Rārangi is a very small town in the South Island of New Zealand which is approximately 15 minutes drive to the north-east of Blenheim, on the coast of Cloudy Bay.

A macron was officially added to the name in May 2021.

Demographics
Rārangi is defined by Statistics New Zealand as a rural settlement and covers . It is included in the Tuamarina statistical area.

Rārangi had a population of 672 at the 2018 New Zealand census, an increase of 96 people (16.7%) since the 2013 census, and an increase of 180 people (36.6%) since the 2006 census. There were 261 households. There were 330 males and 345 females, giving a sex ratio of 0.96 males per female, with 120 people (17.9%) aged under 15 years, 84 (12.5%) aged 15 to 29, 348 (51.8%) aged 30 to 64, and 123 (18.3%) aged 65 or older.

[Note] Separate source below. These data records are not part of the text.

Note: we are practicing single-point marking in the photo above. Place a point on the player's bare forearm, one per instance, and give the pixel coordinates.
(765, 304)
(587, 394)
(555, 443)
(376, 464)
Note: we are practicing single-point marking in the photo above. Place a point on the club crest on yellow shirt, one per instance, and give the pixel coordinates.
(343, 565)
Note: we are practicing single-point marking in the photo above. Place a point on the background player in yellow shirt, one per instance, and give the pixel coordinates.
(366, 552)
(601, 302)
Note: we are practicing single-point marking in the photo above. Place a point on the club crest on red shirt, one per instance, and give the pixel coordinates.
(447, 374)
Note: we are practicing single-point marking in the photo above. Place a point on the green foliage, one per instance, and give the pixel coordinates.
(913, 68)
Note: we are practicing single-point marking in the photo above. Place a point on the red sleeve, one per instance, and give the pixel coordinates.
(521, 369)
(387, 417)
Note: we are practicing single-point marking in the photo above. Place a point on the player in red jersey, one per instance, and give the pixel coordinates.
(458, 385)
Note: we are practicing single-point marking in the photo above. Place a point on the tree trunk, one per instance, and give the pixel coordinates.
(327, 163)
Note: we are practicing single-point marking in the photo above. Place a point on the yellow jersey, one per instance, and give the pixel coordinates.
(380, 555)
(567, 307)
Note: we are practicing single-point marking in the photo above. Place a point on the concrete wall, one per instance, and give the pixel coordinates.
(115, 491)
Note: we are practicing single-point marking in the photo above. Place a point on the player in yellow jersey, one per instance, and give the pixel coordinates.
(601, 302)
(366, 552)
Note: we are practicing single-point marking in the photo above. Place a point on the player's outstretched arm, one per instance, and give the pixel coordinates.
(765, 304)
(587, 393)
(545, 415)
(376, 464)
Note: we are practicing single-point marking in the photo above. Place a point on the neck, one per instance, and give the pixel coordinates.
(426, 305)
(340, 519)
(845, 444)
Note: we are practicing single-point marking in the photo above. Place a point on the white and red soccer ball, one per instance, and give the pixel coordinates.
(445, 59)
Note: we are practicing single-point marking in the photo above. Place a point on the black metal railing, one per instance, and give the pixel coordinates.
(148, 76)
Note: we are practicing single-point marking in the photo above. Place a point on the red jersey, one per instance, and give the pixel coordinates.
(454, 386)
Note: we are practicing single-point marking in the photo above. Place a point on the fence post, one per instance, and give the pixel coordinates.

Ethnicities were 92.4% European/Pākehā, 12.5% Māori, 2.7% Pacific peoples, 0.9% Asian, and 2.7% other ethnicities (totals add to more than 100% since people could identify with multiple ethnicities).

Although some people objected to giving their religion, 66.5% had no religion, 22.3% were Christian, 0.4% were Buddhist and 2.7% had other religions.

Of those at least 15 years old, 108 (19.6%) people had a bachelor or higher degree, and 93 (16.8%) people had no formal qualifications. The employment status of those at least 15 was that 297 (53.8%) people were employed full-time, 90 (16.3%) were part-time, and 15 (2.7%) were unemployed.